A Rare Search On The Lordship Bluffs
Botanists Hunt For Seeds Of Rare Plants To Preserve Species

Botanist Lauren Brown (left), LIA's Christine Griffin (center) and botanist Dan Brubaker meet to search the Bluffs. Not pictured: Kelly Kerrigan, Stratford's Environmental Conservation Superintendent.

Learn more: www.NativePlantTrust.org
It was a sunny, hot September morning. Experts combed the Lordship Bluffs for hours, walking in a grid pattern from the Bluffs edge to high water mark on Russian Beach, in search of an elusive plant that was spotted there years ago.
On a peninsula jutting into Long Island Sound, Stratford’s nearly 10-acre Lordship Bluffs is acclaimed by conservationists and botanists as a treasure trove of native plants to preserve.
The Bluffs is managed in a land trust by the non-profit Lordship Improvement Association (LIA), a member of the Connecticut Land Conservation Council. The area covered by the LIA trust runs along Park Boulevard from Lordship Road to Spruce Street.
Several weeks before this hunt, the LIA was asked for permission for botanists Lauren Brown and Dan Brubaker to search for rare species.
Brown and Brubaker are Plant Conservation Volunteers with the Native Plant Trust, a non-profit conservation organization that partners with the Connecticut Natural Diversity Database to monitor populations of native plants throughout Connecticut.
The botanists sought to document the current location of the plants and collect seeds to safeguard their populations for the future.

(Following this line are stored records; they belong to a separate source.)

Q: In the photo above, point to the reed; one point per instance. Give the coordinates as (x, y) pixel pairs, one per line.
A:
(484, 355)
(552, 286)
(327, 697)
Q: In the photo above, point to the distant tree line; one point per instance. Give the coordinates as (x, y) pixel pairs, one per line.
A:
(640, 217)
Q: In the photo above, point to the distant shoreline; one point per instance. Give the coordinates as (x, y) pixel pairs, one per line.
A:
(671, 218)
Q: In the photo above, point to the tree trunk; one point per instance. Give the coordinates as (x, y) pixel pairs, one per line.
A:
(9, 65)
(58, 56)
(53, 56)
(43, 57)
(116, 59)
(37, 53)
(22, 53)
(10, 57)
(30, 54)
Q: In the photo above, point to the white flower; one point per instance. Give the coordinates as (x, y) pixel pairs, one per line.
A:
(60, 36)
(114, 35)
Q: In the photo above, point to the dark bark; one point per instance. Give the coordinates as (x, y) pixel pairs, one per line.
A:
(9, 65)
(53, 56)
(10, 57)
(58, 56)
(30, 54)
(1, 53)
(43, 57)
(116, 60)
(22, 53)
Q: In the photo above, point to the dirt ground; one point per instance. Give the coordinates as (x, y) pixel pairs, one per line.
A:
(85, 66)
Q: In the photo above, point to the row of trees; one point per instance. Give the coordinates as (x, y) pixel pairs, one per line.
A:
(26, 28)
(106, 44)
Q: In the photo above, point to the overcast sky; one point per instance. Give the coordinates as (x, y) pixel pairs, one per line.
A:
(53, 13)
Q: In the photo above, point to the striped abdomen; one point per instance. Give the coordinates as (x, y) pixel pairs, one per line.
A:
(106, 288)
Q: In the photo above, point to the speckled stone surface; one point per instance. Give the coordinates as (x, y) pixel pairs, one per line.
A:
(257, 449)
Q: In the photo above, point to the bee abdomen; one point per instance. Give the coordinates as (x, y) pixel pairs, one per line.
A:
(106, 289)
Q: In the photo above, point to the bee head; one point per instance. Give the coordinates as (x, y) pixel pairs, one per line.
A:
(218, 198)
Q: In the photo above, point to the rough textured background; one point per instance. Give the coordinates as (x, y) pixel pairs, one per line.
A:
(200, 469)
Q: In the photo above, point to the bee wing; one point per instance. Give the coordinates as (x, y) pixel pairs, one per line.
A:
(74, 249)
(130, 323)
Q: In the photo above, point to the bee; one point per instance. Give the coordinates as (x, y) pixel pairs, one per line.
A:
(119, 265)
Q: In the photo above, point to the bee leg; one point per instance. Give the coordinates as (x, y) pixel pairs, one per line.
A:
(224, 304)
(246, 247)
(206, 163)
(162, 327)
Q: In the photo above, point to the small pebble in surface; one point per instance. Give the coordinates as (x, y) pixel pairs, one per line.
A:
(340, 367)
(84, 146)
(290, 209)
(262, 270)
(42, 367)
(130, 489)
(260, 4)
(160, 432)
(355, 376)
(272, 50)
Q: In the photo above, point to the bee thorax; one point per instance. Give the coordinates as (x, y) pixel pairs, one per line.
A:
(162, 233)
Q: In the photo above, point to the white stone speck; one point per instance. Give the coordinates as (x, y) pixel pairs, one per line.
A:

To their request, the LIA replied “Of course!” And offered to join the hunt. In fact, the search would nicely dovetail the LIA’s multi-year Lordship Bluffs Restoration Project to identify and preserve native plants, and eradicate or control invasives (see more). So a date was set.
THE HUNT BEGINS ...
Early that September morning, Christine Griffin, chair of the LIA’s Environment and Education Committee, met Brown and Brubaker near the Bluffs. Kelly Kerrigan, the town of Stratford’s Environmental Conservation Superintendent - and no stranger to the Lordship Bluffs - joined them.
Brown shared a document that noted the species' location some time ago. And the search was on.
“Unfortunately, with the massive invasives, no specimens were found for seed collection,” Griffin reports.
“But the botanists were thrilled to find colonies of prickly pear cactus, pearly everlasting, wild asparagus, and a variety of asters,” Griffin adds. “These were two dedicated botanists.”
And despite not finding any very rare plants, the botanists were pleased with their visit.
“I was very impressed with all the work your organization is doing,” Brown said about the LIA’s preservation efforts at the Bluffs.
Lea Johnson, Director of Conservation for the Native Plant Trust, later added congratulations to the LIA for “the important work you're doing to manage invasive plants and preserve this beautiful and diverse place.”
ABOUT THE NATIVE PLANT TRUST
The Native Plant Trust is the nation’s first plant conservation organization, and the only one solely focused on New England’s native plants. Currently celebrating its 125th year anniversary, the trust leads the movement to conserve native plants in the wild and use them in designated spaces.
Visitors are welcome at its Garden in the Woods botanic garden in Framingham, MA. The trust also operates a nursery at Nasami Farm in western Massachusetts, and manages six sanctuaries in Maine, New Hampshire and Vermont that are open to the public.